Hacker News new | past | comments | ask | show | jobs | submit login
From Python to Numpy (labri.fr)
348 points by haraball on Jan 9, 2017 | hide | past | web | favorite | 48 comments

As someone who has used numpy for many years and written a great deal of production code using it, I was surprised when I read through this and saw some numpy tricks that I didn't know regarding the speeds of various operations! This is really a fantastic reference that provides a deeper level of understanding of what numpy does under the hood.

One thing I will highlight that the author just touched on briefly, is that numpy combined with numba is really a phenomenal combination for dealing with very computationally intensive problems.

The folks at Continuum Analytics have really done a fantastic job building numba (numba.pydata.org), which JIT compiles a subset of python functions using LLVM, and is designed to work seamlessly with numpy arrays. Numba makes it much easier to speed up performance bottlenecks and allows you to easily create numpy ufuncs which can take advantage of array broadcasting.

Can I ask how intensively you have used Numba and over what period? I'm interested in how Numba has progressed over the last few years, with a view to using it over Cython.

My team and I looked at Numba a year ago or so for optimisation of a fairly large calculation, and found that the speed-ups were impressive where they worked, but were not consistent or predictable.

We used Cython for large parts, and while there was boilerplate and incantations, the gains were achievable, incremental and certain. The annotation tools were also quite helpful for identifying bottlenecks where Cython code could be effective.

Incidentally, once we decided that Cython was our go-to tools, we often wrote simple looping code rather than vectorised code because it was simpler to transition to Cython, alá Julia.

Sure. I've used numba for the past 1 1/2 years, and I've seen it grow quite a bit. When I first started using it, there was a separate product called numbapro that did all of the gpu jit, which they've now included in numba for example.

Regarding whether it would be appropriate vis-a-vis cython really depends on your application

First, Cython is fantastic as well, and my endorsement of numba doesn't take anything away from it. Cython is much more fully featured and mature, in the sense that you can really develop your own data structures and control flows. Pretty much anything you could do in C, you could do in Cython. I've written Cython and it also plays very nicely with numpy.

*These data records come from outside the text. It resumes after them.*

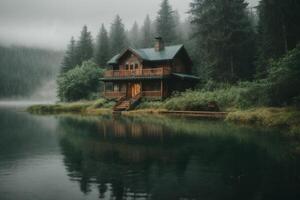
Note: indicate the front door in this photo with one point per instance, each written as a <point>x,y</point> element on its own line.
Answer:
<point>135,89</point>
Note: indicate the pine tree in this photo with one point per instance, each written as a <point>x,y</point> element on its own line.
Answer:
<point>279,30</point>
<point>69,61</point>
<point>165,23</point>
<point>134,36</point>
<point>225,38</point>
<point>102,47</point>
<point>118,40</point>
<point>147,33</point>
<point>84,47</point>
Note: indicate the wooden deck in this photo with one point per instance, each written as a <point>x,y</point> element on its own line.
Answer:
<point>153,72</point>
<point>204,114</point>
<point>117,94</point>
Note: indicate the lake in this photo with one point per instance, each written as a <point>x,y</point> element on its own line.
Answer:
<point>150,157</point>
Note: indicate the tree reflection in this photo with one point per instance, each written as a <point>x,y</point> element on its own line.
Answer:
<point>163,158</point>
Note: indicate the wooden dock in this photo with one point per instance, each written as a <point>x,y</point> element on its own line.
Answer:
<point>204,114</point>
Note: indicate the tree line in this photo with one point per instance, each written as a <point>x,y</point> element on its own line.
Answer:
<point>109,43</point>
<point>228,41</point>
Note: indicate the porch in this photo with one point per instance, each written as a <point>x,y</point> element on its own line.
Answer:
<point>147,89</point>
<point>152,72</point>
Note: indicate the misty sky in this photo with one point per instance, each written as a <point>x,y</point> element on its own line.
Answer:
<point>51,23</point>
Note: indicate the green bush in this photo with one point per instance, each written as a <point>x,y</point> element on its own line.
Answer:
<point>284,79</point>
<point>79,83</point>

In comparison, Numba is much more limited. You are basically limited to using numpy arrays and matrixes as your data structures, and you really need to understand exactly what is going to be used prior to the jit loop or you won't be able to use it in nopython mode (which is where you get the most benefit). It also doesn't handle strings really at all. One fairly recent thing Numba does is allow you to use a list of a single type within nopython mode. Under the hood it handles the malloc for you.

My endorsement of Numba really boils down to ease of integration with existing python codebase. For me the "killer feature" was the ability to simply comment out the @jit or @njit decorator and step through the code like I would step through normal python code, then just turn it back on again when I needed it. The other was that numba gained the ability early in our adoption to chain functions together, so while you can't generate a numpy array in the nopython mode, for instance, you can generate a numpy array in a @jit function (object mode) outside of the nopython mode, then call the looping function (nopython mode) from that jitted function, and numba handles that seamlessly and cuts out a lot of the overhead. For us, our speed of development of a custom algorithm has really been helped greatly by Numba.

The other thing I will mention is that when I first started, getting LLVM to work with numba was, initially, a nightmare on different OS's. That has completely gone away with improvements in conda package manager now.

All that said, you cannot go wrong with Cython, it just has a little more of a learning curve and was a little tricker to implement in our codebase.

>> once we decided that Cython was our go-to tools, we often wrote simple looping code rather than vectorised code because it was simpler to transition to Cython, alá Julia.

If you're used to doing this with cython, you might find it even easier to do this with numba. This is how I develop all the time with numba now. I find that it's incredibly beneficial to step through it as though it was just regular python initially during algorithm and test development, then once the algorithm is right and tests pass, turn on the jit when ready. You sort of get a sense for what numba will accept and still have performant no-python mode jitting after a while, and knowing those limitations actually tends to cause me to write more modular code to take advantage of the speed boosts.

Just to jump on the numba train, I've generally found it to reliably obtain C like performance from C-like Python code. This property also holds when you use Python as a preprocessor language for generating computational kernels, which provides a lot of flexibility not evident in the documentation.

It also has simple-to-use openmp-like multicore parallelization, limited class support, AOT compilation and CUDA & AMD HSAIL support.

Are you using python as a preprocessor to glue together text strings of numba code which you then eval? Or are you using python to generate the numba AST?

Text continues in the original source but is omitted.